Amanecí en Barajas. Con mucho sueño y una nostalgia extrema que nunca había experimentado. Esperaba para facturar mi equipaje y mi mente quería sacar el billete de vuelta a Córdoba. Te cuestionas a tí mismo si todo lo que haces merecerá la pena. Si todo ésto de dejar atrás a tus seres queridos algún día tendrá una recompensa. En esos momentos de poca lucidez, la negatividad apenas te sabe responder, y es entonces, y sólo entonces, cuando el verdadero yo que llevamos dentro, te da ese pequeño empujón que necesitas para continuar. Pero una vez más, vuelves a imaginarte sentado en el sofá de casa, viendo a tu lado a tus padres, hablando, cenando con ellos, visitando a tu abuela, a tus amigos, y tienes que volver a abrir los ojos y ver que te están esperando para embarcar... y es ese instante, cuando cruzas la puerta del avión, el último en el que puedes volver a decidir tu futuro... y entonces entras con el pie derecho, nervioso, esperando que quizás el vuelo se retrase para tener media hora más para decidirte. Sin embargo, ese día, todo engrana como un reloj, y tu vuelo despega. Y te alejas tan silencioso como una pluma, como si nada de lo que has sido estos días, lo fueras ahora. Y tienes que volver a empezar...
Por suerte no tenga queja. Me traigo todo el cariño del mundo, la amistad de mis amigos y muchos abrazos que me mantendrán muy lleno hasta la vuelta. Gracias al esfuerzo he conseguido un trabajo en una gran empresa en Sofía, y de momento, me gusta lo que hago y me siento orgulloso a diario de mis progresos. Quizás suene feo decirlo, pero esta vez... si señor, me lo he ganado.

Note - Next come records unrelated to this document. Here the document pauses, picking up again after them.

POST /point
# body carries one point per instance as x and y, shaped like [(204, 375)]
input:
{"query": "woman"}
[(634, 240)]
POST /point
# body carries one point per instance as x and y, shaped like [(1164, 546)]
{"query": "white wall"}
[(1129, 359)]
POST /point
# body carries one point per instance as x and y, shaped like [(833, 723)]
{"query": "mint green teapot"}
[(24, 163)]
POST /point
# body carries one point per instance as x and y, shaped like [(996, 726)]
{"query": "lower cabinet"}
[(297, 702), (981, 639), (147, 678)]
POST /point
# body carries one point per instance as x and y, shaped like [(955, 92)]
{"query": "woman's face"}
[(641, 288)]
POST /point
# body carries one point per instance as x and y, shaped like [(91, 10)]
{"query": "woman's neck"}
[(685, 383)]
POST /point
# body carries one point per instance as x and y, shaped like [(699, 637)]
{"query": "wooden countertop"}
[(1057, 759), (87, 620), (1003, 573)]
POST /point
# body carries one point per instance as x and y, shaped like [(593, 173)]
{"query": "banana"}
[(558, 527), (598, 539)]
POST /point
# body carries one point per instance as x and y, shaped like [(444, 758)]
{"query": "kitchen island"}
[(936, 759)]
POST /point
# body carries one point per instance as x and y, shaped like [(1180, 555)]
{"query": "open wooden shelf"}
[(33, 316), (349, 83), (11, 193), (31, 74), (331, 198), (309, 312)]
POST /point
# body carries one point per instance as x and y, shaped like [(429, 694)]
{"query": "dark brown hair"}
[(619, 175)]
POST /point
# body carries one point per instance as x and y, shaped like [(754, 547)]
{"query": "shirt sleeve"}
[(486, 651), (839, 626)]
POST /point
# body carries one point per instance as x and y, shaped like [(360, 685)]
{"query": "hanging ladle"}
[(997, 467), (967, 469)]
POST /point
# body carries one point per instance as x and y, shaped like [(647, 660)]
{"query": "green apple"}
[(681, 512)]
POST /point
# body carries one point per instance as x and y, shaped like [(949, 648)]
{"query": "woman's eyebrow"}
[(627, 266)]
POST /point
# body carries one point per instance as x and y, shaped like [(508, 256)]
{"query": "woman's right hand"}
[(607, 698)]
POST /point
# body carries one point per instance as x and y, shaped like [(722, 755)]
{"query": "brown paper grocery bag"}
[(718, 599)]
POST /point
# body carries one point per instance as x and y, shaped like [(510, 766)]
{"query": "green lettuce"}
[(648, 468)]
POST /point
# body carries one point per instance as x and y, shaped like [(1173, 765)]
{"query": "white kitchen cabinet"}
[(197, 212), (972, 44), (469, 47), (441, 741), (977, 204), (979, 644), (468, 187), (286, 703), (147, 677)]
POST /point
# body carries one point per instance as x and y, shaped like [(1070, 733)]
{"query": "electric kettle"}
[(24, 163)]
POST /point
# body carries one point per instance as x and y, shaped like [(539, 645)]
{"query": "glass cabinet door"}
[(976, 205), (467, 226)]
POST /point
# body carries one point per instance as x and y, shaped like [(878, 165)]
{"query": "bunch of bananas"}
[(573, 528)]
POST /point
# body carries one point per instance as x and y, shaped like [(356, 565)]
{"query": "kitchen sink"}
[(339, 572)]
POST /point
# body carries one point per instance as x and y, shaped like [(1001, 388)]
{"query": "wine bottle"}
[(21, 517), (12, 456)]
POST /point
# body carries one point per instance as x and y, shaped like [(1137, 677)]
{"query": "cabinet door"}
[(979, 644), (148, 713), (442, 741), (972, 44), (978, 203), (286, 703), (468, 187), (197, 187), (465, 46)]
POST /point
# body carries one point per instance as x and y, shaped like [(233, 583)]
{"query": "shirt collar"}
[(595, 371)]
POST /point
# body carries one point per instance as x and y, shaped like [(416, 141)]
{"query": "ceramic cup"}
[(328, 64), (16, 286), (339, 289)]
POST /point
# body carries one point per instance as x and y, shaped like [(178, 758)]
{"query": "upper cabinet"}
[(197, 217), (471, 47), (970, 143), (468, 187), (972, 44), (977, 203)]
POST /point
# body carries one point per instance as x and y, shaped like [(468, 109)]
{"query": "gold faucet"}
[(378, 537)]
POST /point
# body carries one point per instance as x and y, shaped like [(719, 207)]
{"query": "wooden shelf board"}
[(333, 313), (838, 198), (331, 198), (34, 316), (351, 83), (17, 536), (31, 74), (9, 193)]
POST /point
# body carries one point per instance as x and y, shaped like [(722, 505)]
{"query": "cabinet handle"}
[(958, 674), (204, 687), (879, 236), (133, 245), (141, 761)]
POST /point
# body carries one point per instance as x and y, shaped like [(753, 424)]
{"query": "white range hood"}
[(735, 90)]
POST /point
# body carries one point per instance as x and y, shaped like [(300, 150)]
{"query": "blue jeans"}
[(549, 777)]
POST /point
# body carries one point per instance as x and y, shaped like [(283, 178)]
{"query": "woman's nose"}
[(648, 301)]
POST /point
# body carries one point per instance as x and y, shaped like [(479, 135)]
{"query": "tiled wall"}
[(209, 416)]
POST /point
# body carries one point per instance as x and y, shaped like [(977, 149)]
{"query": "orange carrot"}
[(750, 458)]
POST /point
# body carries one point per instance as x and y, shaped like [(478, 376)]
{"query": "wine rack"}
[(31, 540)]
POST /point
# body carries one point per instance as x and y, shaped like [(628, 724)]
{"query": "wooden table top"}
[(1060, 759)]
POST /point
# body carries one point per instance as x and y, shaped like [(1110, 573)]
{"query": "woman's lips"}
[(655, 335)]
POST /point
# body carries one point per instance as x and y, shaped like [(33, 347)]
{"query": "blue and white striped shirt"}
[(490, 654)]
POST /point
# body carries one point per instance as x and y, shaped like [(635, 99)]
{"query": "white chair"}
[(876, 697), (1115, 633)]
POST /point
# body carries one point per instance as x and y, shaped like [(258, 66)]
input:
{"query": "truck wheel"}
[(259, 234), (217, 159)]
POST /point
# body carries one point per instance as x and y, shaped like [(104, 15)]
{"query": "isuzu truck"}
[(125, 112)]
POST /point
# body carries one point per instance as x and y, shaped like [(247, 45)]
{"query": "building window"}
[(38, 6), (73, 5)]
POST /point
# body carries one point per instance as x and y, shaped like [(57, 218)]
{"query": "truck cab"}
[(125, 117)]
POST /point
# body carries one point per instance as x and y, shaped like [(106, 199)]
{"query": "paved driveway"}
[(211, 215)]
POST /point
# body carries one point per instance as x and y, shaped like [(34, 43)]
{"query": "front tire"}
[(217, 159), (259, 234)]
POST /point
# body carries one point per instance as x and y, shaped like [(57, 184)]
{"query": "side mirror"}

Para un extranjero, recibir la simpatía y el aprecio de los demás supone cada momento un enorme regalo. Tengo que agradecer a mis jefes de mi anterior empresa la gran oportunidad que me dieron de poder empezar mi vida laboral en Bulgaria. No todo el mundo confía en un extranjero con un "chungo" nivel de inglés. Igualmente he dejado atrás unos compañeros excelentes y AMIGOS, con mayúsculas, que estoy seguro van a ser para toda la vida. Cuando fui a cobrar mi salario del mes anterior, recibí la felicitación de mi jefa, una mujer seria, segura de si misma y de pocas palabras, pero que tuvo para mí unas de las más hermosas que he oido hacia mi persona "eres fuerte, capaz de aprender rápido y adaptarte y estoy segura que te va a ir bien en tu nuevo lugar de trabajo". Eso, terminando con un "aquí siempre tendrás tu casa", cuando estás en un lugar que no es el tuyo, os lo aseguro, emociona. Me despidieron todos con un enorme abrazo que tampoco olvidaré y raro es el día que mi amigo Eduard no me escribe a la hora del almuerzo con un I miss you man - te echo de menos hombre.
Próximamente tengo sorpresas. Y es que uno tiene que aprovechar sus contactos para / con la familia, y dentro de unos días, otro baenense se dejará caer por Sofía para empezar una nueva vida aquí. A él y a Lola, aunque los veré muy pronto y estoy seguro que les va a ir muy bien les deseo desde mi blog toda la suerte del mundo.
Me despido, con una página con poco retórica, pero explicar las sensaciones de estos días... cuesta mucho.
La vida de cada hombre es un camino hacia sí mismo, el intento de un camino, el esbozo de un sendero.